Suzanne Loebl's "America’s Medicis"

Suzanne Loebl's first book, Fighting The Unseen: The Story of Viruses, earned her a Sloan Science Writing Fellowship at the School of Journalism, Columbia University. Since then, she has written fourteen books. Her America's Art Museum's: A Travelers' Guide to Great Collections Large and Small prompted some people to tour America in search of art.

She applied the “Page 99 Test” to her new book, America's Medicis: The Rockefellers and Their Astonishing Cultural Legacy, and reported the following:
Page 99 of America’s Medicis deals with the construction of Rockefeller Center, a time when “‘modern’ architecture had not yet completely arrived. Many skyscrapers were still overly tall houses whose walls rose from the ground in overly straight planes…. Junior hoped that the architecture of his Center would reflect his favorite Gothic style…” but he was talked out of it.
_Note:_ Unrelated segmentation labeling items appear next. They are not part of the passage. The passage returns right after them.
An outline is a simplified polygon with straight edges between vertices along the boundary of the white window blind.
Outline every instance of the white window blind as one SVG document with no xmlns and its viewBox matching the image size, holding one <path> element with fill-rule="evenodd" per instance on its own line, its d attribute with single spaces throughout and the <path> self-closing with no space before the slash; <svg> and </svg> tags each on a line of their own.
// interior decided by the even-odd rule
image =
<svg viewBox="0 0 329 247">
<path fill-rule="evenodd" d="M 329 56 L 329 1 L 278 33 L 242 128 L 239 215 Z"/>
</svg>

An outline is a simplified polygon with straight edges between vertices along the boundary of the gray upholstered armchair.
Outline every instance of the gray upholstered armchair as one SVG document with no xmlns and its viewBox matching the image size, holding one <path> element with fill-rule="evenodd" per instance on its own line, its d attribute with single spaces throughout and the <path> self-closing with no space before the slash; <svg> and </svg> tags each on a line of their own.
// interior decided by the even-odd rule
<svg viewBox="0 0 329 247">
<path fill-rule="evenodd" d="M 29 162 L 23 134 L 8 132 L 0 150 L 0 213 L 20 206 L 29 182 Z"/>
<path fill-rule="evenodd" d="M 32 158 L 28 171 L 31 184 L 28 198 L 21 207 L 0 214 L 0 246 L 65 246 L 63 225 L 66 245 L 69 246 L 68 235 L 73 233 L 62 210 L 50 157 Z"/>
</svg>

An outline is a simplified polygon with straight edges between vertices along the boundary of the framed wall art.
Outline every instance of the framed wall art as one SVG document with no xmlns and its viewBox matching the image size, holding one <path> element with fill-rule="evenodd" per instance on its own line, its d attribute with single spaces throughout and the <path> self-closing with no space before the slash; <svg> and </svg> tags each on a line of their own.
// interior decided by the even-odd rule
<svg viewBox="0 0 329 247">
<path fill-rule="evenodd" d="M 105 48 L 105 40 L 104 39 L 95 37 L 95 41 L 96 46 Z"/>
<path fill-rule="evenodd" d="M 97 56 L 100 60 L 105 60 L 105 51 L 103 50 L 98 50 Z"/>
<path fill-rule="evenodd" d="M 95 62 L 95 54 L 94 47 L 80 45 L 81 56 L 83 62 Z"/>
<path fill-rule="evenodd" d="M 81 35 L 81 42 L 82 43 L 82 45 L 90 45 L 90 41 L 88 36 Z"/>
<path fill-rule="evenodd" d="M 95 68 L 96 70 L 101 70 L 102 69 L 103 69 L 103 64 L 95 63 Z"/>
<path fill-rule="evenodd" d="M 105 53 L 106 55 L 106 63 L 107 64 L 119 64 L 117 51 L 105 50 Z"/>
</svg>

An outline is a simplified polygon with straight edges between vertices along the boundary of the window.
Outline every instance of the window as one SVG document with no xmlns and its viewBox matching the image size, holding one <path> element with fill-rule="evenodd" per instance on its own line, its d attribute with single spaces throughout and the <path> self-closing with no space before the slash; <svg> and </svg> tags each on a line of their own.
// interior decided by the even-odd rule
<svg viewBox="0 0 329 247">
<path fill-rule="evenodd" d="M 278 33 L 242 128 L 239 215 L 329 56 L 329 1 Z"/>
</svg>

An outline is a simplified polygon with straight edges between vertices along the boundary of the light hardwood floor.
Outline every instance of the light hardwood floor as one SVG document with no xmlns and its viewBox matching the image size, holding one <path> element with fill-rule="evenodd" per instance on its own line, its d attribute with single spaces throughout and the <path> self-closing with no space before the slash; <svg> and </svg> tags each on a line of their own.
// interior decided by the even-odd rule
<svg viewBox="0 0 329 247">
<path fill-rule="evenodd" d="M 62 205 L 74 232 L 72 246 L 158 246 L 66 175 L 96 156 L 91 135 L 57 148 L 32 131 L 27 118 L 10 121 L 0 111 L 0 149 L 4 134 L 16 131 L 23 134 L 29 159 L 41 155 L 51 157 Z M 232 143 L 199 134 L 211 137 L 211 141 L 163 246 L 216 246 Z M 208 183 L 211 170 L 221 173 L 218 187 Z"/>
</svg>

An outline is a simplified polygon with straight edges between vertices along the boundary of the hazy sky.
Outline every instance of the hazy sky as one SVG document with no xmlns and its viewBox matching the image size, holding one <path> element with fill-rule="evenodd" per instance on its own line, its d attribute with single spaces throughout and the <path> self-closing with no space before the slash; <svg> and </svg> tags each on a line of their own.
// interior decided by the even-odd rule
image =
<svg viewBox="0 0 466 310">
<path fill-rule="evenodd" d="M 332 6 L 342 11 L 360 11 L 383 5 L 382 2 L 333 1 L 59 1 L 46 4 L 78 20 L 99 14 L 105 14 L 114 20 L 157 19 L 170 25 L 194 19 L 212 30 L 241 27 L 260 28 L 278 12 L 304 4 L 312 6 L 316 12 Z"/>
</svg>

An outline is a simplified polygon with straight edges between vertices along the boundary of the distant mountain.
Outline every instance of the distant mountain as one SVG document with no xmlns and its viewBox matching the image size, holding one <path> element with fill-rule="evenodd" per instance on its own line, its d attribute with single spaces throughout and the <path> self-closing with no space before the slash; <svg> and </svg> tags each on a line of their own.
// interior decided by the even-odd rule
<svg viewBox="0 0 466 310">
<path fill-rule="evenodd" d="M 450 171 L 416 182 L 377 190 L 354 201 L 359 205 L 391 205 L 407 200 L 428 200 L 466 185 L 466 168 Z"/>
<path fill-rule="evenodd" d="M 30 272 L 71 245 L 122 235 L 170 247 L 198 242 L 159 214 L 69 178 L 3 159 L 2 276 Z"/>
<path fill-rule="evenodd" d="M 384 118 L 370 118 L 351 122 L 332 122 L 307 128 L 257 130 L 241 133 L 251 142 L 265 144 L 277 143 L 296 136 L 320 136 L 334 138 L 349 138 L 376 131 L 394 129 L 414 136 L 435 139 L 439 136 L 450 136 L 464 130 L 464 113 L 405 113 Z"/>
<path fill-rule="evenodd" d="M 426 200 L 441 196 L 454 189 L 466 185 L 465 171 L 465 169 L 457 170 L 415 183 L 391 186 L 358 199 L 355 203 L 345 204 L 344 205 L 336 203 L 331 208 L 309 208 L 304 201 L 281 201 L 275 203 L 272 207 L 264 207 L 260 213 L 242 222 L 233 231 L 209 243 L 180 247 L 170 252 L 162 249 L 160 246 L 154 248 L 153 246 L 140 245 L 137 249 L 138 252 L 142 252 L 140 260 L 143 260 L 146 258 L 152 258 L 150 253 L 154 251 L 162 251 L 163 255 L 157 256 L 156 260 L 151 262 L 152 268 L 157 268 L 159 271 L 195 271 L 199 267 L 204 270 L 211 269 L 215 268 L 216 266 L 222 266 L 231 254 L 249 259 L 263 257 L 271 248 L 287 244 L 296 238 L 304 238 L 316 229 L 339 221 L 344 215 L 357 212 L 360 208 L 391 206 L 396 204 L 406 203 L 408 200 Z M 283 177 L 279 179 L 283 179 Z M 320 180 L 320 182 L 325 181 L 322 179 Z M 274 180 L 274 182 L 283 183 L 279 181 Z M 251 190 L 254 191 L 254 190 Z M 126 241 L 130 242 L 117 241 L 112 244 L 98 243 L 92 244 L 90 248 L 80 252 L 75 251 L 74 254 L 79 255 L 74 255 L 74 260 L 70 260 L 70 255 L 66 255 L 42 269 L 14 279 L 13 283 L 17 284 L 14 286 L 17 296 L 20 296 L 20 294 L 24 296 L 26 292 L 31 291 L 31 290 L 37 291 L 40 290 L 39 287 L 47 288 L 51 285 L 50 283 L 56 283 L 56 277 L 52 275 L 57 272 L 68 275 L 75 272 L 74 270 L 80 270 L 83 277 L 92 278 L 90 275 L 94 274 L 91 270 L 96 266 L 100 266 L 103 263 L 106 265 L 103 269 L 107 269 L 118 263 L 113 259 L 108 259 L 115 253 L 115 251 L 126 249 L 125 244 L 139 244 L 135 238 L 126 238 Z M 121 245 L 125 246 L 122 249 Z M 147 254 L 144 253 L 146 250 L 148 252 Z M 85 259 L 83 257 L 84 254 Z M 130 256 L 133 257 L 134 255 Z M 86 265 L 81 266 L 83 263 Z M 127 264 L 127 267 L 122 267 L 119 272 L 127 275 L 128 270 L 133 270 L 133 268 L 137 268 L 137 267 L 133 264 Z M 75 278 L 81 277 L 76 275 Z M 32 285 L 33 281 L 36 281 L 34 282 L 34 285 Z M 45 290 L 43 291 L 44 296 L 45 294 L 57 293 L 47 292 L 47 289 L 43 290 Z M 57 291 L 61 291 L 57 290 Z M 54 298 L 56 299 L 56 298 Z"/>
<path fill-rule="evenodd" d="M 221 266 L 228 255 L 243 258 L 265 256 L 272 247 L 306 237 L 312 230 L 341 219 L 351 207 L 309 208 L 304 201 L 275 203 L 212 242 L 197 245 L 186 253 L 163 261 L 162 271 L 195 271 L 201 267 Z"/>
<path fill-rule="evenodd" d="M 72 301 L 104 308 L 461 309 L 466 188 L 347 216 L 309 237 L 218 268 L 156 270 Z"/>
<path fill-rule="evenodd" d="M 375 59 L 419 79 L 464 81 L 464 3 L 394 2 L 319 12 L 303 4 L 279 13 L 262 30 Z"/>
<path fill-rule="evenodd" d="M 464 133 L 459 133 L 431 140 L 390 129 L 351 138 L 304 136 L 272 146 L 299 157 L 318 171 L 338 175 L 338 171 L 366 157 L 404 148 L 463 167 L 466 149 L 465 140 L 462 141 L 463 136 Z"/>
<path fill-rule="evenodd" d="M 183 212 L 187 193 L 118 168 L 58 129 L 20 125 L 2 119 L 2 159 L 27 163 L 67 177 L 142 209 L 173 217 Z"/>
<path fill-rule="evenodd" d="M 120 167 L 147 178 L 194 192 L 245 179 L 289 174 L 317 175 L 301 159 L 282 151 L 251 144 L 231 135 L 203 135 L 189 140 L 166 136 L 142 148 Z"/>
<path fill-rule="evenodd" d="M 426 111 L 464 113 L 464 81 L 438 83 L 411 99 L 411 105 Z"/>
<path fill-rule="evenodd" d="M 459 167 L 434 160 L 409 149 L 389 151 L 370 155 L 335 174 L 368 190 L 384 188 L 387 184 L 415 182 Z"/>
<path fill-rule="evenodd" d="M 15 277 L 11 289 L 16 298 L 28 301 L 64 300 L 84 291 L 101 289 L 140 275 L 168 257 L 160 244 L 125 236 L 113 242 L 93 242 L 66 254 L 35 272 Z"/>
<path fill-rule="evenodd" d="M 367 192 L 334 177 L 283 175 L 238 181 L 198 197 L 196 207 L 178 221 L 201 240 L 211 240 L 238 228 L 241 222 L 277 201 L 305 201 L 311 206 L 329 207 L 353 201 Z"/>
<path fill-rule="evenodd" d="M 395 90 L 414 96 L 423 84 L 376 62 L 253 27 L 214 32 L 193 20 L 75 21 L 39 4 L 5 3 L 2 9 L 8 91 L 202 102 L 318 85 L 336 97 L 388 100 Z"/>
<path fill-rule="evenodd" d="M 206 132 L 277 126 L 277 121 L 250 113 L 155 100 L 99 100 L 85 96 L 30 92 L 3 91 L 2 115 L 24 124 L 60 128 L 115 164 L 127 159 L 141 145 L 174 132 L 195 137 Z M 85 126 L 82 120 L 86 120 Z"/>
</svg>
During most of its construction period (1929-39) the architectural community derided the novel building complex that combined office space with shops, restaurants and theaters—a forerunner of the future shopping mall, but in the end it was universally acclaimed urban masterpiece of Art Deco. Even Jane Jacobs, the crusader for livable cities, approved of it.

America’s Medicis is the history of the cultural donations of two generations of Rockefellers, which unlike the family’s philanthropic gifts were not carefully planned. Therefore they are much more representational of the personal tastes of the donors as well as of the opportunities that came their way. John D. Rockefeller, Jr.—Junior—built The Cloisters because George Grey Barnard had shipped the remnants of destroyed and neglected medieval ruins from Europe to America. His wife Abby co-founded MoMA in part because she wanted to help struggling, contemporary artists, Like many Americans the Rockefellers became entranced with Asian art and we have their collections, at the Asia Society, the Abby Aldrich Rockefeller Garden in Maine, Chinese porcelains and religious art at the Metropolitan Museum of Art, Japanese prints at the Museum of the Rhode Island School of Design and at the Philadelphia Museum. John D. Rockefeller III was asked to chair the development of the controversial Lincoln Center and fifteen years later New York city had a performance Center. The Rockefellers were good at choosing the collaborators: Alfred Barr, James Rorimer, Sherman Lee, and many others who helped to shape their gifts into influential, and or beautiful institutions.